Ne yaparsanız yapın, ne işle meşgul oluyorsanız olun yaptığınız işte özgür ve özgün değilseniz kalıcılığı hiç düşünmeyin. Bir sanat eserinin ölümsüzlüğü onun elden ele dolaşması zihinlerde sürekli yer alması ve dilden dile dolaşmasıyla alakalıdır. Zamanları aşıp günümüze gelen birçok eserin en önemli özelliği, özgünlüğünün olmasıdır. Taklit edilerek ortaya konan yapıtlar bir süre tüketicileri avutabilir ama orijinalliği olmadığından kısa bir zaman sonra unutulup gidecektir.
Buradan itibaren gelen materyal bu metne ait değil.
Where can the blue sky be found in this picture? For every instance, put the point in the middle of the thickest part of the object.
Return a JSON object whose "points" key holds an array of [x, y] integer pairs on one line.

Edebiyat kitaplarında sanat eserinin belli başlı niteliklerini şöyle sıralanır: Özgün olması, estetik değer taşıması,duyusallık, kişisellik, ölçülülük, kalıcılık, hayal gücüne dayanma, yerellik ve evrensellik... Bu özelliklerle zanaat ve teknolojiden farklıdır sanat.Aslında zanaatta da teknolojide de diğer nitelikler aranmasa da özgünlük niteliği sanatta olduğu gibidir.Sonuçta kalıcılık peşindedir.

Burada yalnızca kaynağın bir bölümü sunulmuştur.